Analyses by the Allianz Climate & Energy Monitor place the blame on inadequate or nonexistent climate strategies, together with their deficient implementation in the energy sector. “If the G20 countries don’t have a sufficiently comprehensive strategy for the energy transition, they won’t just fall short of their climate goals,” explains Karsten Löffler, Managing Director at Allianz Climate Solutions. “In the longer term, they’ll also put their competitiveness at risk because they’ll be so late in changing direction in the necessary technologies and infrastructures. Waiting will result in stranded investments and extra costs.”
So far, Germany and the UK are the only G20 states that have a concrete strategy for an emission-free energy sector, including converting their power grids. They offer the most attractive conditions for investors, followed by France and China. But even here, there’s a threat of a massive shortfall in investment. “It’s surprising that none of the G20 countries offers sufficient conditions for investors. All of them will have to up the ante,” says Niklas Höhne, founding partner of the NewClimate Institute and co-author of the Monitor.
As a leading investor in renewable energy, Allianz is prepared to support the energy transition with even more investment. At present, Allianz’s total investment in renewable energy comes to EUR 3 billion. “Demand from private investors is substantially greater than supply,” says Axel Zehren, CFO at Allianz Investment Management. “To adjust supply to the actual need for investments, it will be essential to rethink conventional assumptions. Almost every G20 state still places unnecessary restrictions on commitments by private investors, or fails to offer adequate legal safeguards, for example when they change terms retroactively.” According to the OECD, another impediment for institutional investors is the European Union’s unbundling regulations, which prohibit investing in energy generators and energy grids simultaneously. Yet the potential advantages to countries are not just financial. “As experts in risk management, we are in a better position to help manage investment plans and project risks,” Zehren points out.

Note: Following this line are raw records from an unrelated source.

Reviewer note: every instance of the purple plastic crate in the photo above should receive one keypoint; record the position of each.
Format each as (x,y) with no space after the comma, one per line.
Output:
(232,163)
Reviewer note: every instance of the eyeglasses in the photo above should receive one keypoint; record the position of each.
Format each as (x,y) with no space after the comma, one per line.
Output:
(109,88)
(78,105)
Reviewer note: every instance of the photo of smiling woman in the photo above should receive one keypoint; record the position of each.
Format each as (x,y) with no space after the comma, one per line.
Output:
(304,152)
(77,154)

Energy production and energy consumption are the biggest sources of emissions. If global warming is to be limited to 1.5 degrees Celsius, these need to become emission-free by 2055; to limit the increase to 2 degrees, emission-free energy must be achieved by 2080. For that, it will be essential to change the system in the power sector. In spite of the high initial investments involved, the transformation can be achieved at neutral cost, as analyses by the IEA in 2015 and by Allianz in 2014 have shown. That’s because the cost of coal, oil and natural gas will gradually be eliminated.

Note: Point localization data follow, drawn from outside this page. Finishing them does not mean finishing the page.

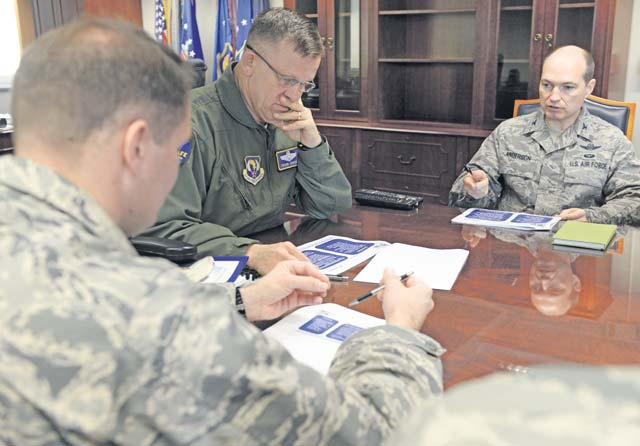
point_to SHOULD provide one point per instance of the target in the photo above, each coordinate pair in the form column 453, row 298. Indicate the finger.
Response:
column 478, row 175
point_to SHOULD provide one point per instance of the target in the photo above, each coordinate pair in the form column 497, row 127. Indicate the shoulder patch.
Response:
column 185, row 152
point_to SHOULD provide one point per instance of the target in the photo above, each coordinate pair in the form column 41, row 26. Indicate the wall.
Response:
column 206, row 14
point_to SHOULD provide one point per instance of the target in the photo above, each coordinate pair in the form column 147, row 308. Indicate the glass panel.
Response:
column 574, row 26
column 426, row 59
column 347, row 54
column 514, row 43
column 307, row 7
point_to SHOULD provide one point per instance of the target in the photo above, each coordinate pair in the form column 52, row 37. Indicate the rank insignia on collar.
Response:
column 287, row 158
column 185, row 152
column 252, row 171
column 590, row 146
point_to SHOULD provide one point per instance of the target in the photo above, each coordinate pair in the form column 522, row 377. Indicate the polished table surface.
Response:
column 516, row 302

Private investors will have to supply 85 percent of this investment, according to the UN’s Intergovernmental Panel on Climate Change (IPCC). Insurers are especially desirable here, as well-capitalized investors with a long-term investment horizon and suitable expertise in risk management. Viewed from the opposite direction, these investments are well suited for the insurers’ long-term liabilities to their life insurance clients.